Абоянцев смотрит вслед почти что горестно — набрал себе ребятишек, ишь сколько радости с урока удрать…
Сирин Акао в который раз запускает нескончаемую рамочку.
— «Не хочешь ткача — можно подловить и змеедоя, — скороговоркой бубнит Макася, — благо в последнее время они что-то с благоговением подгоняют стада к Обиталищу Нездешних. Ежели с благоговением, то пускай себе. Пока». — «Тогда не пойму, отец…» — «А ты потужься, пока мешки таскать будешь. Я тем временем тому хаму, мазиле, новый урок дам — внешние стены размалевывать, как раз супротив Обиталища. Пусть глаза пялит, про выкуп не вспоминает. А ежели и впрямь Богам отколется…» — «Как завтра звонить буду, так и шепну старейшему…» — «Я те шепну, хайло змеиное, я те подам голос поперед отца, блево…»
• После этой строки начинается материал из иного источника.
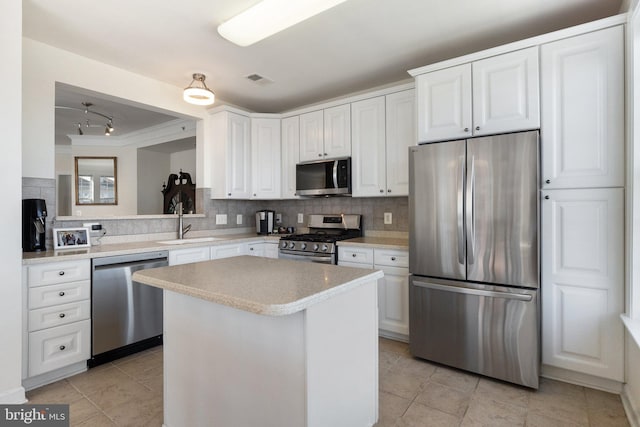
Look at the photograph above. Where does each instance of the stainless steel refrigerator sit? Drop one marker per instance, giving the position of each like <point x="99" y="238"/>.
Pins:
<point x="473" y="236"/>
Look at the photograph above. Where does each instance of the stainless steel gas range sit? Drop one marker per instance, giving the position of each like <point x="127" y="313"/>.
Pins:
<point x="319" y="245"/>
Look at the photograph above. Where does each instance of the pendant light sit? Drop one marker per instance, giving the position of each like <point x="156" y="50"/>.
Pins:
<point x="198" y="93"/>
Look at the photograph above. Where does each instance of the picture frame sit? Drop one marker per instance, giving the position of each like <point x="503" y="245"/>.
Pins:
<point x="71" y="238"/>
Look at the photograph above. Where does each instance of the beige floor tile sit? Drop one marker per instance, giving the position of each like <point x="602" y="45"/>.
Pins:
<point x="391" y="407"/>
<point x="419" y="415"/>
<point x="58" y="392"/>
<point x="504" y="392"/>
<point x="443" y="398"/>
<point x="454" y="378"/>
<point x="403" y="385"/>
<point x="485" y="411"/>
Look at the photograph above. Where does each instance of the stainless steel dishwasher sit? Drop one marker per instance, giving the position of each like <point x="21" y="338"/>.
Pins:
<point x="126" y="316"/>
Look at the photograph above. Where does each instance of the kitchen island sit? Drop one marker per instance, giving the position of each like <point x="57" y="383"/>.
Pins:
<point x="254" y="341"/>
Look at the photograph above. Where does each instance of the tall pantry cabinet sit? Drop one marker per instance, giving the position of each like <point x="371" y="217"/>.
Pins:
<point x="582" y="206"/>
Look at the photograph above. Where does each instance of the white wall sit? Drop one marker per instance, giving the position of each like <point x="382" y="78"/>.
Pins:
<point x="44" y="65"/>
<point x="11" y="390"/>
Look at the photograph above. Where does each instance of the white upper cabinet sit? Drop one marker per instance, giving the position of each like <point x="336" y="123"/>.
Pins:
<point x="506" y="93"/>
<point x="382" y="130"/>
<point x="368" y="142"/>
<point x="444" y="104"/>
<point x="325" y="134"/>
<point x="401" y="133"/>
<point x="231" y="162"/>
<point x="290" y="155"/>
<point x="265" y="158"/>
<point x="493" y="95"/>
<point x="583" y="115"/>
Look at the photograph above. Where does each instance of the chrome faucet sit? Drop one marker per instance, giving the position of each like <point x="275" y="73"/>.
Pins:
<point x="181" y="229"/>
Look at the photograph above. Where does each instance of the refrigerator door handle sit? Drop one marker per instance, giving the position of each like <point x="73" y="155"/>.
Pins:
<point x="469" y="291"/>
<point x="471" y="227"/>
<point x="460" y="211"/>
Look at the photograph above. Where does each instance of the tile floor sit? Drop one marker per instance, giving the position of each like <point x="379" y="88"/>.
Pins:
<point x="413" y="393"/>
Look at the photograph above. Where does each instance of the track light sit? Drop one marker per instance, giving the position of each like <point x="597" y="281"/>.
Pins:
<point x="198" y="93"/>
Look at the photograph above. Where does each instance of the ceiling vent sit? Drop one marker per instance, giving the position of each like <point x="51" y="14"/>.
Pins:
<point x="258" y="79"/>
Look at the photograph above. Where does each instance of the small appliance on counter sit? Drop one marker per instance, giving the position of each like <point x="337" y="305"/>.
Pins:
<point x="264" y="221"/>
<point x="34" y="212"/>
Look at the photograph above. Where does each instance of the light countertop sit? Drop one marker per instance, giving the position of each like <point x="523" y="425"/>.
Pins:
<point x="259" y="285"/>
<point x="377" y="242"/>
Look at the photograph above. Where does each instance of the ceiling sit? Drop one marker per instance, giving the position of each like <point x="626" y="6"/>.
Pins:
<point x="357" y="45"/>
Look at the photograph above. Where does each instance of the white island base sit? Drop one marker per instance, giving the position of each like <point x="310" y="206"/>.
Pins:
<point x="228" y="367"/>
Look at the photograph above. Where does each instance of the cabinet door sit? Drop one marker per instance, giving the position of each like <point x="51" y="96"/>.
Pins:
<point x="238" y="157"/>
<point x="444" y="104"/>
<point x="290" y="155"/>
<point x="368" y="144"/>
<point x="311" y="136"/>
<point x="583" y="116"/>
<point x="506" y="93"/>
<point x="400" y="134"/>
<point x="393" y="301"/>
<point x="337" y="132"/>
<point x="265" y="158"/>
<point x="582" y="281"/>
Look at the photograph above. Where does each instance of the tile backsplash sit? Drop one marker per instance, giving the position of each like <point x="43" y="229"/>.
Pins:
<point x="371" y="209"/>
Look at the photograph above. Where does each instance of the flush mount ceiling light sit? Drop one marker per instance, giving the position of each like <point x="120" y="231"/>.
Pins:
<point x="269" y="17"/>
<point x="198" y="93"/>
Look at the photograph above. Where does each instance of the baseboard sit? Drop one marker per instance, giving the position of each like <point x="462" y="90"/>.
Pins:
<point x="13" y="397"/>
<point x="581" y="379"/>
<point x="630" y="408"/>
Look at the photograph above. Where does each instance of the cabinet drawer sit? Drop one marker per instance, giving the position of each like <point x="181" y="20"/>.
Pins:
<point x="59" y="272"/>
<point x="59" y="315"/>
<point x="46" y="296"/>
<point x="391" y="258"/>
<point x="355" y="254"/>
<point x="58" y="347"/>
<point x="186" y="256"/>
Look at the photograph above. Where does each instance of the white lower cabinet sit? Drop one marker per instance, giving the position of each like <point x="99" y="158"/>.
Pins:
<point x="583" y="281"/>
<point x="59" y="315"/>
<point x="393" y="288"/>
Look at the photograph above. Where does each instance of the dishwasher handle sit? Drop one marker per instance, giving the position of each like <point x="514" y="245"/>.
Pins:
<point x="470" y="291"/>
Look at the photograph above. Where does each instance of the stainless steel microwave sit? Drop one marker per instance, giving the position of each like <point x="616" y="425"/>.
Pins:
<point x="324" y="178"/>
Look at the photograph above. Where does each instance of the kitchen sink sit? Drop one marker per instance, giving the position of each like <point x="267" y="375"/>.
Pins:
<point x="186" y="241"/>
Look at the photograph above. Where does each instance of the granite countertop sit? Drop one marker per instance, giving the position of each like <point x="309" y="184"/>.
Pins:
<point x="377" y="242"/>
<point x="136" y="247"/>
<point x="275" y="287"/>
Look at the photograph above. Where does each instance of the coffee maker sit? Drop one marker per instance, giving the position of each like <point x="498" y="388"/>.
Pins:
<point x="34" y="213"/>
<point x="264" y="221"/>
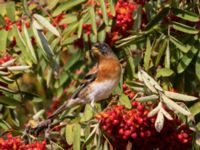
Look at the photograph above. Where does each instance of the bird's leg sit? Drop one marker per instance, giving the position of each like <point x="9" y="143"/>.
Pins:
<point x="48" y="122"/>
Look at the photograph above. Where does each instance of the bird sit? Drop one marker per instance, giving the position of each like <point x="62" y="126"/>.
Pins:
<point x="98" y="84"/>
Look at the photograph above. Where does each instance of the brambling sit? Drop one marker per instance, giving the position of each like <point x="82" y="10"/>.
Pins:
<point x="98" y="84"/>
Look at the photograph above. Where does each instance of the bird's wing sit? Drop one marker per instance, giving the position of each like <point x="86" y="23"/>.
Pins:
<point x="91" y="76"/>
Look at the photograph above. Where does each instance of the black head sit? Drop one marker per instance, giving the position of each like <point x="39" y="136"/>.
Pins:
<point x="102" y="49"/>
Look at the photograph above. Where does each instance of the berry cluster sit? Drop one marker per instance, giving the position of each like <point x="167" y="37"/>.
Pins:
<point x="133" y="125"/>
<point x="128" y="91"/>
<point x="56" y="21"/>
<point x="124" y="16"/>
<point x="16" y="143"/>
<point x="9" y="24"/>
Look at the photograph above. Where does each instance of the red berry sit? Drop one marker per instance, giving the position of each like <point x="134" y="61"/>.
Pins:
<point x="134" y="135"/>
<point x="127" y="133"/>
<point x="115" y="122"/>
<point x="135" y="104"/>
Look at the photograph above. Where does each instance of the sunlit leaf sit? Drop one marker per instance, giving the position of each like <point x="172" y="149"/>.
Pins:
<point x="10" y="8"/>
<point x="18" y="68"/>
<point x="154" y="111"/>
<point x="186" y="60"/>
<point x="166" y="114"/>
<point x="184" y="48"/>
<point x="77" y="137"/>
<point x="174" y="106"/>
<point x="69" y="136"/>
<point x="52" y="4"/>
<point x="186" y="15"/>
<point x="29" y="44"/>
<point x="3" y="40"/>
<point x="197" y="66"/>
<point x="159" y="123"/>
<point x="181" y="97"/>
<point x="66" y="6"/>
<point x="8" y="101"/>
<point x="147" y="98"/>
<point x="43" y="21"/>
<point x="184" y="28"/>
<point x="161" y="52"/>
<point x="164" y="72"/>
<point x="150" y="81"/>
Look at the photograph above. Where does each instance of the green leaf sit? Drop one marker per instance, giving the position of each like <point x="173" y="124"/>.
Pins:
<point x="147" y="98"/>
<point x="3" y="40"/>
<point x="69" y="136"/>
<point x="88" y="113"/>
<point x="124" y="100"/>
<point x="22" y="45"/>
<point x="112" y="7"/>
<point x="46" y="47"/>
<point x="77" y="137"/>
<point x="52" y="4"/>
<point x="187" y="58"/>
<point x="10" y="8"/>
<point x="43" y="21"/>
<point x="138" y="18"/>
<point x="164" y="72"/>
<point x="184" y="48"/>
<point x="186" y="15"/>
<point x="147" y="55"/>
<point x="161" y="52"/>
<point x="184" y="28"/>
<point x="18" y="68"/>
<point x="104" y="12"/>
<point x="197" y="66"/>
<point x="158" y="17"/>
<point x="69" y="18"/>
<point x="25" y="7"/>
<point x="194" y="109"/>
<point x="174" y="106"/>
<point x="155" y="110"/>
<point x="93" y="20"/>
<point x="8" y="101"/>
<point x="150" y="82"/>
<point x="66" y="6"/>
<point x="70" y="40"/>
<point x="159" y="123"/>
<point x="181" y="97"/>
<point x="29" y="45"/>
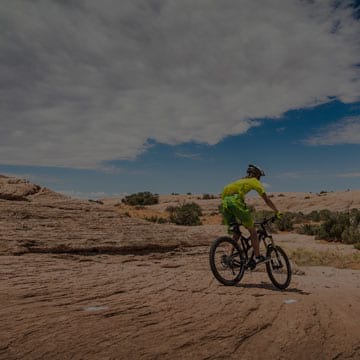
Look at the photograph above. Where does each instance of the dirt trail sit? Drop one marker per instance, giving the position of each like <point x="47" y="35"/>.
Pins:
<point x="169" y="306"/>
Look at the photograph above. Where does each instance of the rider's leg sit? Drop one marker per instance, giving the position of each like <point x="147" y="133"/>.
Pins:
<point x="254" y="240"/>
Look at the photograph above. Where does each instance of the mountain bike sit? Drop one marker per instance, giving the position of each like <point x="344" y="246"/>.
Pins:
<point x="230" y="257"/>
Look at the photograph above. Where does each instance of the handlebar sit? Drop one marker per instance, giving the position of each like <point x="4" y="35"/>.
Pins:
<point x="266" y="220"/>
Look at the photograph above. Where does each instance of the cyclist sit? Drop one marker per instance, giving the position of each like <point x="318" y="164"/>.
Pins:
<point x="234" y="208"/>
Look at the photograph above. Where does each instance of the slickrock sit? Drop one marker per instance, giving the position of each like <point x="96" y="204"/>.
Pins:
<point x="80" y="281"/>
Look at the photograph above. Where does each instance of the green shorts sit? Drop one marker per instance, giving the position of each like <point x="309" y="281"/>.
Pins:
<point x="234" y="209"/>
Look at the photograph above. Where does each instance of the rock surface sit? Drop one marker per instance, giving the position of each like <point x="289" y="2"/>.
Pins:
<point x="80" y="281"/>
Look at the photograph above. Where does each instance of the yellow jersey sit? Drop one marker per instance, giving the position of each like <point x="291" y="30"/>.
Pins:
<point x="242" y="186"/>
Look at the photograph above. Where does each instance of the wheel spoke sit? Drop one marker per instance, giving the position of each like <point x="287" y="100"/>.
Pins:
<point x="226" y="261"/>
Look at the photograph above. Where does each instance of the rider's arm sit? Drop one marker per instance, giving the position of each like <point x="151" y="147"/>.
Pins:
<point x="269" y="202"/>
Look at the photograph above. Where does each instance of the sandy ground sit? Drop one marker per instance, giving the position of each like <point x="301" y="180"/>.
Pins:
<point x="81" y="280"/>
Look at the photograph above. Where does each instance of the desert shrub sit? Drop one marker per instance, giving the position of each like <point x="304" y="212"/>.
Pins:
<point x="208" y="197"/>
<point x="351" y="235"/>
<point x="286" y="222"/>
<point x="341" y="226"/>
<point x="325" y="214"/>
<point x="185" y="214"/>
<point x="308" y="229"/>
<point x="156" y="219"/>
<point x="313" y="216"/>
<point x="141" y="198"/>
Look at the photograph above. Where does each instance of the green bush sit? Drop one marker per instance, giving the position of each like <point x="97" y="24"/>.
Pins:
<point x="286" y="222"/>
<point x="141" y="198"/>
<point x="208" y="197"/>
<point x="156" y="219"/>
<point x="185" y="214"/>
<point x="308" y="229"/>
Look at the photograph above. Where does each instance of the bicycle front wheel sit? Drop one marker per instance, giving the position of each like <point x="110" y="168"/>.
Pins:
<point x="227" y="261"/>
<point x="278" y="267"/>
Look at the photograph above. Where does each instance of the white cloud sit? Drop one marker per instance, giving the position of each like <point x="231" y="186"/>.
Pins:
<point x="188" y="155"/>
<point x="346" y="131"/>
<point x="86" y="82"/>
<point x="349" y="175"/>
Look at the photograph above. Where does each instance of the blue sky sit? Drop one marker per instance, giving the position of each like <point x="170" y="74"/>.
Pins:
<point x="104" y="98"/>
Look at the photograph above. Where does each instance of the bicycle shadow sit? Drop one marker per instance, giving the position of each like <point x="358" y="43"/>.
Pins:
<point x="267" y="286"/>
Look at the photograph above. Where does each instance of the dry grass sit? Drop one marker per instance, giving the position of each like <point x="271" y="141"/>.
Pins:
<point x="306" y="257"/>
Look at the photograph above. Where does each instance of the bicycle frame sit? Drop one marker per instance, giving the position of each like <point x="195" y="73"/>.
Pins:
<point x="245" y="242"/>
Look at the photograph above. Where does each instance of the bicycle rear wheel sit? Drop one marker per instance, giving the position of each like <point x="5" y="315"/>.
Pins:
<point x="227" y="261"/>
<point x="278" y="267"/>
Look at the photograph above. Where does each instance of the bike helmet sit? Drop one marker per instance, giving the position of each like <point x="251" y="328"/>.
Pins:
<point x="255" y="170"/>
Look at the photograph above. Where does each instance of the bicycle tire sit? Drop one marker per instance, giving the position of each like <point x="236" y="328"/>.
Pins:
<point x="275" y="266"/>
<point x="233" y="263"/>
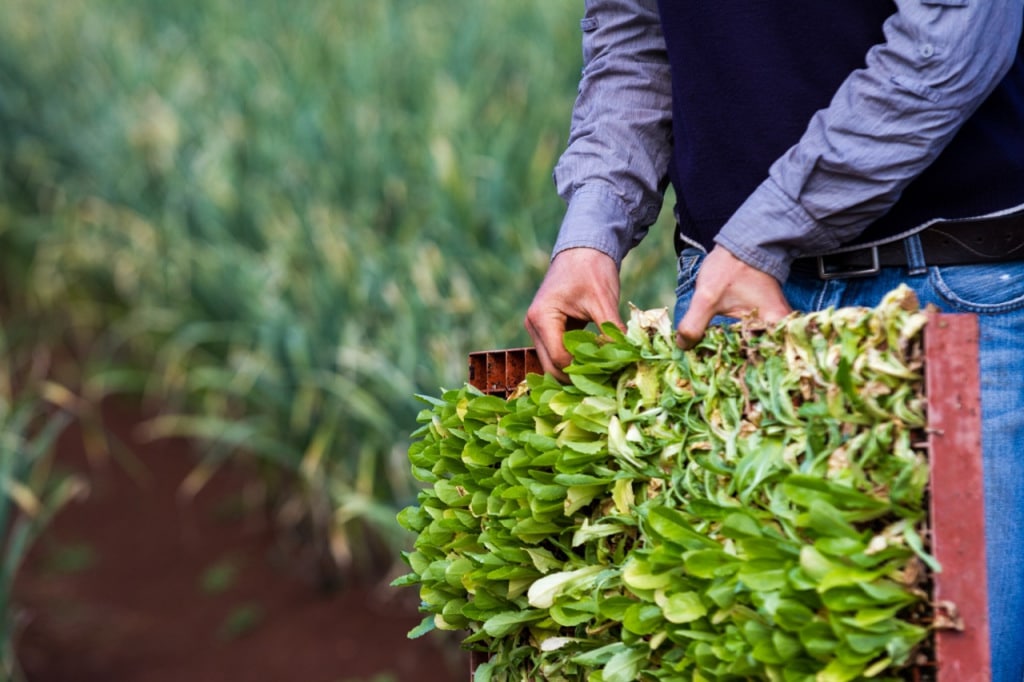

— Дальше непечатное, непроизносимое!!! — за двоих возопил Алексаша.
Гнев или милость? И гнев, и милость. Горе или благо? И горе, и благо.
Раньше такого не было. Уж если приходила беда, то горько было всей семье, бились, как могли, терли краски под вечерним солнцем, убегали белить стены с первыми лучами светила утреннего — не ели, завтрак приносили сестры уже позднее, и съедать его приходилось на улице, прижавшись к еще не крашенному забору и прикрываясь сестриной юбкой, чтобы посторонние не увидели сраму — ненасытства окаянного. Рук отмочить не успевали, но выбивались, справлялись с уроком, и начиналась другая пора — блаженство сытости, ненатужной, размеренной работы, и главное — сладчайшего сна, с шорохом недавно выстиранного одеяла и сладким духом луговых трав в свеженабитом тюфяке. Счастье, полное и несомненное, снова поселялось в доме.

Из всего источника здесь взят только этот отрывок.